Australia’s real per capita GDP has now declined by 2.1% from its peak in June 2022, when the Albanese Labor government took office.
Australian household consumption fell by 1.9% in per capita terms in the year to September, driving the decline in the country’s per capita GDP.
As illustrated below by CBA, the decline in per capita spending has been driven by goods, whereas services spending has flatlined.
CBA also shows that Australian household consumption is exceptionally weak compared to US households where the transmission of monetary policy via the cash flow channel is significantly muted because almost all of their mortgages are fixed.

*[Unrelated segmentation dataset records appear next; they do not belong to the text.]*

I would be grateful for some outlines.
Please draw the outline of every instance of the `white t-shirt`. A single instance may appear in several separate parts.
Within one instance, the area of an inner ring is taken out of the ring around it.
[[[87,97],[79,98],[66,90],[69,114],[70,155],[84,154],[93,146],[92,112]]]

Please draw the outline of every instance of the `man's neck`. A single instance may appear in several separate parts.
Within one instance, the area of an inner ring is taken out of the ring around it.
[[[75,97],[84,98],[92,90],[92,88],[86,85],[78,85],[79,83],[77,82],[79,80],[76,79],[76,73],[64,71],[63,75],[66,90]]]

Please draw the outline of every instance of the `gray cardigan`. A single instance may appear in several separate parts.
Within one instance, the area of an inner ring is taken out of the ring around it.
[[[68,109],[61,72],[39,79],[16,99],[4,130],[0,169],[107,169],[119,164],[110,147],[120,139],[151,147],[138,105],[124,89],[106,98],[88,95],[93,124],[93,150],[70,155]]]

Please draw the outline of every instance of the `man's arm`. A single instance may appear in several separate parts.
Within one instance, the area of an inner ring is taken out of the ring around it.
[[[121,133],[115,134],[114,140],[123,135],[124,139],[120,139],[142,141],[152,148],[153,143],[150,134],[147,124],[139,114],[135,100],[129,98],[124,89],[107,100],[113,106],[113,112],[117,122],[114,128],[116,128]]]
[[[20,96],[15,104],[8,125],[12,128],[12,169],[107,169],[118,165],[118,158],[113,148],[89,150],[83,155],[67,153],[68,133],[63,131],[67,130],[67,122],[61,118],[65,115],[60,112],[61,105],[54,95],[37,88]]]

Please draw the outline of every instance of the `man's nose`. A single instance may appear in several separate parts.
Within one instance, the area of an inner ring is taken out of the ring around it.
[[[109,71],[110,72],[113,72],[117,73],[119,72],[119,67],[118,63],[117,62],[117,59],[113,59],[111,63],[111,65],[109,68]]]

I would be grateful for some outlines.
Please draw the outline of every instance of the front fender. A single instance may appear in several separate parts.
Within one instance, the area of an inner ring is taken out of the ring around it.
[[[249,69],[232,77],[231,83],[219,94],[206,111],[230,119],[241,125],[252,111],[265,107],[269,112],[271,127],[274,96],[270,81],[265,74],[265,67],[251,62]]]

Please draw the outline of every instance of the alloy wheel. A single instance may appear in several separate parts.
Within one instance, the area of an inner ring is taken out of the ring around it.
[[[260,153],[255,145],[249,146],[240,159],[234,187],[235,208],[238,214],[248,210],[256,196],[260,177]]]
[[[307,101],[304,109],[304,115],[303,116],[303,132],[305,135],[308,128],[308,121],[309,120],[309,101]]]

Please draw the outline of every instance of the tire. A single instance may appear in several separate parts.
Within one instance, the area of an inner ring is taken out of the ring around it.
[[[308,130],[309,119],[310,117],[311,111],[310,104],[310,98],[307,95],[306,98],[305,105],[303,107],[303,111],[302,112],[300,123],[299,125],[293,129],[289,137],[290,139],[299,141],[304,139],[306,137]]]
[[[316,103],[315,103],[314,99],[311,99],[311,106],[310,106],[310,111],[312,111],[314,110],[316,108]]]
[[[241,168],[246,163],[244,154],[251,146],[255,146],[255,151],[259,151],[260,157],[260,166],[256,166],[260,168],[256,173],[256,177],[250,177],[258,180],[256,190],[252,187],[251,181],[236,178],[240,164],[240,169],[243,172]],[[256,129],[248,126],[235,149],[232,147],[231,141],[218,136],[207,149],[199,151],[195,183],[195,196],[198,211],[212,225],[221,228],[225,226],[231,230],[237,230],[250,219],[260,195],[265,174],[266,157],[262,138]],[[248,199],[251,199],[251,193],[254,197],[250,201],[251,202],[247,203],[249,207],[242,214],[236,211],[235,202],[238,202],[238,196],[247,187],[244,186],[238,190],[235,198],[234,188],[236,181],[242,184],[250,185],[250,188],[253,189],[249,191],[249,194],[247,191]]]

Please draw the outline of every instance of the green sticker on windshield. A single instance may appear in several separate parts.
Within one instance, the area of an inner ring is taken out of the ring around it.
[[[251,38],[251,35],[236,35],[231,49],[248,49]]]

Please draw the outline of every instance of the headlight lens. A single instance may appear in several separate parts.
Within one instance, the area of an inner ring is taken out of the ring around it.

The severe monetary tightening from the Reserve Bank of Australia (RBA) is clearly detrimental to Australian households.
Although the RBA has not increased the cash rate since November 2023, mortgages continue to roll off ultra-low fixed rates, and the housing credit stock has increased.

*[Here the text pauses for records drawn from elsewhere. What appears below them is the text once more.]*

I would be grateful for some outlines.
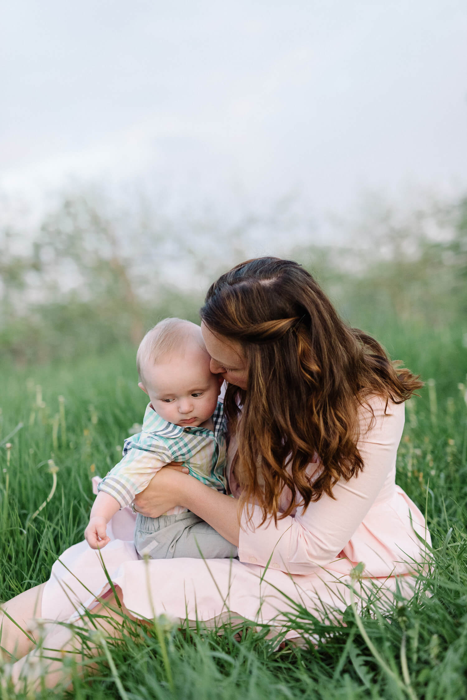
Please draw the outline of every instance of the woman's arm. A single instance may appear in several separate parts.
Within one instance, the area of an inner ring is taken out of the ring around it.
[[[239,502],[189,474],[161,469],[149,486],[134,498],[135,509],[149,517],[158,517],[175,505],[191,510],[238,547],[242,514]]]
[[[333,561],[342,550],[372,505],[394,467],[404,426],[404,406],[371,401],[375,424],[366,432],[370,415],[362,410],[358,447],[363,470],[348,482],[338,482],[335,499],[326,494],[295,516],[267,520],[260,526],[261,509],[253,506],[251,520],[242,519],[239,557],[241,561],[265,566],[293,574],[307,574]]]

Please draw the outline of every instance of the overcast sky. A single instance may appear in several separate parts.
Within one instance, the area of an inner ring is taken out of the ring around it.
[[[365,189],[467,189],[467,3],[14,0],[0,187],[70,177],[319,215]]]

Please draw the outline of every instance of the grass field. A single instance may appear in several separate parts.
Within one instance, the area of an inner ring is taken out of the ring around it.
[[[160,626],[137,634],[128,624],[123,642],[102,645],[99,675],[75,678],[73,696],[467,697],[467,352],[456,334],[386,328],[378,337],[393,356],[435,380],[407,407],[398,461],[398,483],[426,508],[436,566],[421,582],[433,595],[384,617],[368,610],[358,624],[349,610],[345,626],[325,626],[299,611],[297,625],[321,640],[305,650],[274,652],[265,631],[247,625],[239,641],[228,627],[221,636]],[[73,366],[4,368],[0,376],[0,598],[6,600],[46,580],[54,560],[83,538],[93,498],[90,477],[118,460],[146,397],[131,351]],[[59,470],[56,489],[36,514],[53,488],[51,458]]]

As a result, CBA shows below that housing debt servicing costs continue to increase, both in dollar terms and as a share of income.
Interest payments, therefore, remain a significant weight on household disposable income. Growth in the interest payable on dwellings accelerated in the quarter, up 3.4% over Q3 from 2.8% in Q2.
The only upside for households in the Q3 national accounts is that the Stage 3 tax cuts provided a modest 0.2% boost to household disposable incomes, although it remained 0.1% lower over the year.
Household taxes as a share of household gross income fell to 16.1% in Q3 24, the lowest since Q4 22. However, the Parliamentary Budget Office projects that this ratio will resume its upward trend.
Finally, the following charts from CBA show that Australian wage growth is trending lower, driven by the private sector.
The annual growth in employee compensation (COE) declined to 5.4% from 6.4% previously and a peak of 10.7%. The private sector wage bill has led the decline.
The fall in COE growth broadly aligns with the aggregate wage growth easing in CBA bank accounts.
Indeed, various measures of wage growth have fallen over recent quarters.
Overall, the data above depicts a dire situation for Australian households, who are deeply entrenched in recession.